RA828 said...: Will you take an LSAT score?; 10:13 PM
RA828 said...: Will you take the LSAT?; 10:15 PM
athelas314 said...: I'm interested in participating. In addition to the raw SNP data, will there be an interpretation like that provided by 23andme, or at least links to places where we can find known associations between SNPs and phenotype?; 10:17 PM
Sud K said...: Question

Is 'Automatic qualifying criteria' the minimum criteria for qualification.

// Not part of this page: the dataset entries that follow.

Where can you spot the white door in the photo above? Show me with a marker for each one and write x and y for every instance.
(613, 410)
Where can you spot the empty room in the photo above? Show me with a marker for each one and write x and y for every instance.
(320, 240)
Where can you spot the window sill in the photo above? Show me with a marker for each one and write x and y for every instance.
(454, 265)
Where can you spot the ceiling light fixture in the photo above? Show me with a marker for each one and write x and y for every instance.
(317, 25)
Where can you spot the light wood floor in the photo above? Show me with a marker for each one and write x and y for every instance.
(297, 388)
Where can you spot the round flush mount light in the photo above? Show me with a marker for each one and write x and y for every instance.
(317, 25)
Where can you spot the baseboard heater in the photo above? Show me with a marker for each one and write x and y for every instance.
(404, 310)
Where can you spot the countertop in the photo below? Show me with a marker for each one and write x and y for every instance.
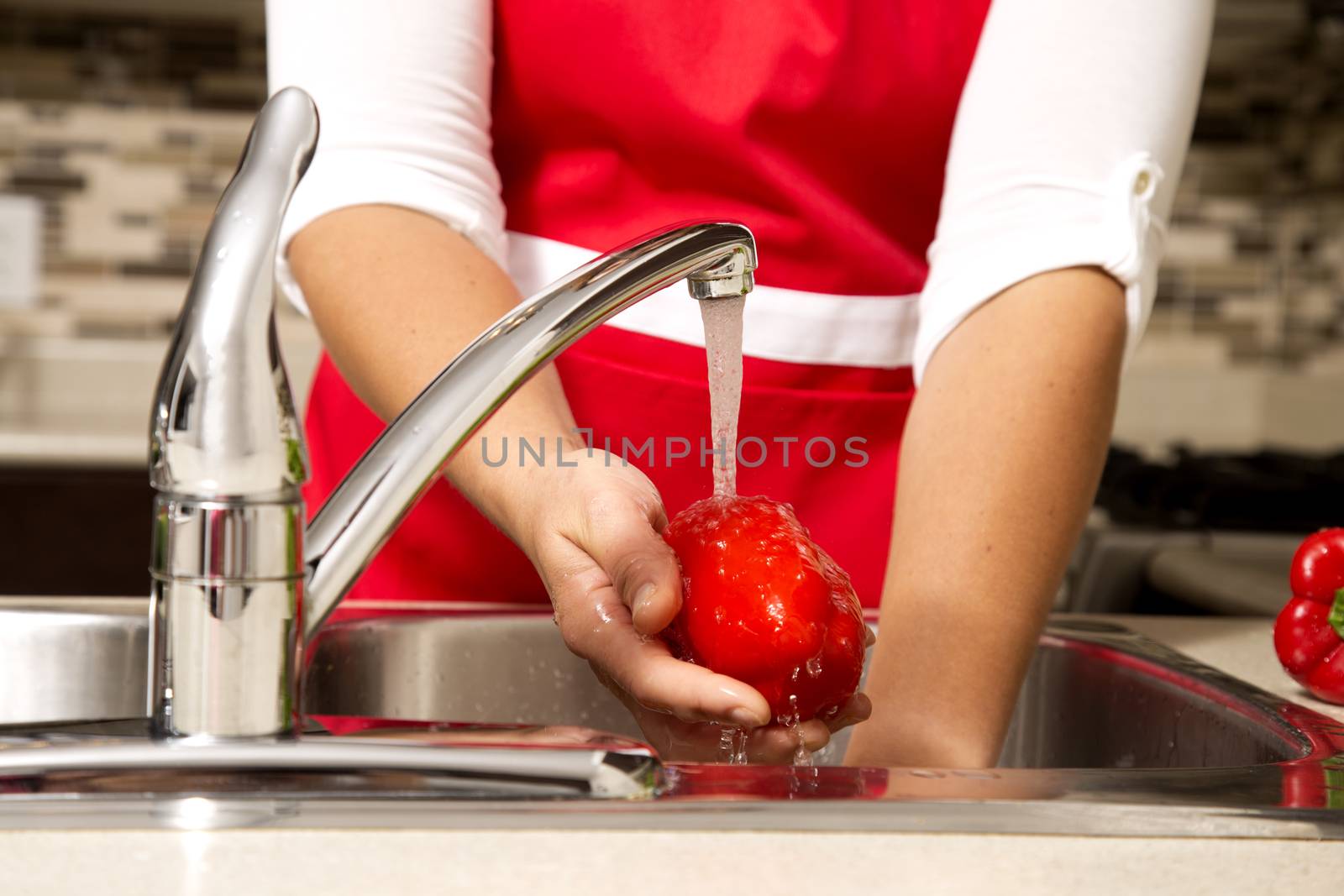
(649, 862)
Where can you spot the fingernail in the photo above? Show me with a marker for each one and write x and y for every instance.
(745, 718)
(642, 600)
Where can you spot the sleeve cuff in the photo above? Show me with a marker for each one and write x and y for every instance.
(329, 186)
(1025, 231)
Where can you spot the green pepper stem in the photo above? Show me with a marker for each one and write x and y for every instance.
(1336, 617)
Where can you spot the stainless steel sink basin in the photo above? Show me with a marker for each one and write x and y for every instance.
(1113, 735)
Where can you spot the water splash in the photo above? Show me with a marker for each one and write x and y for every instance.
(732, 746)
(722, 320)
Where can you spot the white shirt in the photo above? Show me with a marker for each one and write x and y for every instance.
(1068, 139)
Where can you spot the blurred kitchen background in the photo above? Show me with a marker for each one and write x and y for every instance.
(121, 123)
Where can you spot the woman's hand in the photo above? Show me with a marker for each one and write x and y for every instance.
(593, 532)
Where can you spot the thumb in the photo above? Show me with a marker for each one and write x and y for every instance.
(643, 567)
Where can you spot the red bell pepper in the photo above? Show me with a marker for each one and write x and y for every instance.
(1310, 631)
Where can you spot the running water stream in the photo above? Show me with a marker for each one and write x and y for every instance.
(722, 320)
(723, 352)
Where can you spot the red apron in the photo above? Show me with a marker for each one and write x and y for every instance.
(823, 127)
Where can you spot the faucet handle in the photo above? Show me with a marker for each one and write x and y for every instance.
(223, 423)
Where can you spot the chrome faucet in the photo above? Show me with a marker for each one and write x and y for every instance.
(239, 584)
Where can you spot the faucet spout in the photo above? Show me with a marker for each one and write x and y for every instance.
(234, 593)
(717, 259)
(226, 464)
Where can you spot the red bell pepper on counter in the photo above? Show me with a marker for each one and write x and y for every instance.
(1310, 631)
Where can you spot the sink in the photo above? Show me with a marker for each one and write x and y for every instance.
(1113, 735)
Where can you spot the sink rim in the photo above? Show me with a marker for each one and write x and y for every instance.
(1297, 797)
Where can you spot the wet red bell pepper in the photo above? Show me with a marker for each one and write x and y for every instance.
(1310, 631)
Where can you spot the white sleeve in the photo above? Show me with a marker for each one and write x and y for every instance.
(1068, 140)
(403, 101)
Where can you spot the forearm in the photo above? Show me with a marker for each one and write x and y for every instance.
(396, 295)
(999, 466)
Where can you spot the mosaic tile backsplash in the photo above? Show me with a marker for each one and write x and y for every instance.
(127, 127)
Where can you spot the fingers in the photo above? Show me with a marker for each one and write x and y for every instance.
(620, 533)
(656, 680)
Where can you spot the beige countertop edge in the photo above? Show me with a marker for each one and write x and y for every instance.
(60, 448)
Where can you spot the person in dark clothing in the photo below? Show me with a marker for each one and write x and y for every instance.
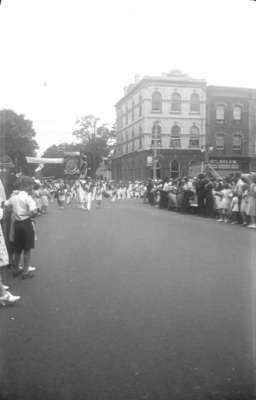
(209, 199)
(201, 194)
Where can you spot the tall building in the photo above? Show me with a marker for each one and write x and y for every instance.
(160, 119)
(231, 128)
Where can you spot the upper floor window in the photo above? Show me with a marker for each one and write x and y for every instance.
(237, 142)
(133, 111)
(195, 103)
(156, 134)
(237, 113)
(220, 142)
(157, 101)
(176, 102)
(126, 115)
(140, 137)
(194, 137)
(175, 137)
(140, 106)
(220, 113)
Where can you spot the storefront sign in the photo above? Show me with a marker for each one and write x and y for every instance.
(225, 164)
(149, 161)
(42, 160)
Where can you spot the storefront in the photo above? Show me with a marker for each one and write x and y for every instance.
(227, 166)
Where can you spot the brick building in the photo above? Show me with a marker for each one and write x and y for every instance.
(168, 112)
(230, 128)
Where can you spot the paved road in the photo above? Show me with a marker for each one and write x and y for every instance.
(131, 302)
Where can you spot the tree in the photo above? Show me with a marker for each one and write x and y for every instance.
(96, 140)
(17, 139)
(57, 151)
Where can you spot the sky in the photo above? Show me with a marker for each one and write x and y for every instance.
(62, 59)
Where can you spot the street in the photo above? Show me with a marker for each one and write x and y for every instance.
(131, 302)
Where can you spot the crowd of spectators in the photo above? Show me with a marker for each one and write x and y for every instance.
(229, 200)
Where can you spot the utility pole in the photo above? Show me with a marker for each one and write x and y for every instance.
(154, 160)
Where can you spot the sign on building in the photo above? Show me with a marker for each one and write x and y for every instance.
(225, 164)
(149, 161)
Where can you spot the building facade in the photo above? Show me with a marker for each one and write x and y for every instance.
(230, 128)
(160, 120)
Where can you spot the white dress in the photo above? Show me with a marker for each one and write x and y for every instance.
(4, 258)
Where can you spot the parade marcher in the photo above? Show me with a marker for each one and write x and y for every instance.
(24, 208)
(61, 195)
(89, 191)
(98, 195)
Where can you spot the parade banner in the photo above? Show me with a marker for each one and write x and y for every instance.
(42, 160)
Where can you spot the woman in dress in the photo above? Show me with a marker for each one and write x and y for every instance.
(252, 202)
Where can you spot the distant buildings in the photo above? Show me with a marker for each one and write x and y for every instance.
(177, 122)
(230, 128)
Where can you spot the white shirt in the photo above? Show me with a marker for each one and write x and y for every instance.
(22, 205)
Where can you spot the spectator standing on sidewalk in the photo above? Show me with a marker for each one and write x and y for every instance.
(24, 208)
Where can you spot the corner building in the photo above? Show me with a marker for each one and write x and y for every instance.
(169, 110)
(230, 126)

I scored approx. 700, 700, 700! (SAT V, M and GMAT). I am interested to participate just to get my genotype. But if that is too low a score, oh well :-)

Joker; 10:28 PM
Brett Olsen said...: Cool, I'd love to see my genotyping. Mind if I spread this around to some other Tech alums?; 11:08 PM
steve hsu said...: Please do! :-); 11:18 PM
steve hsu said...: Not sure. There's a place in the survey where you can submit your LSAT score (and other additional information), but please submit your other scores or other academic information as well.; 11:22 PM
Mild Speculation said...: I second this question.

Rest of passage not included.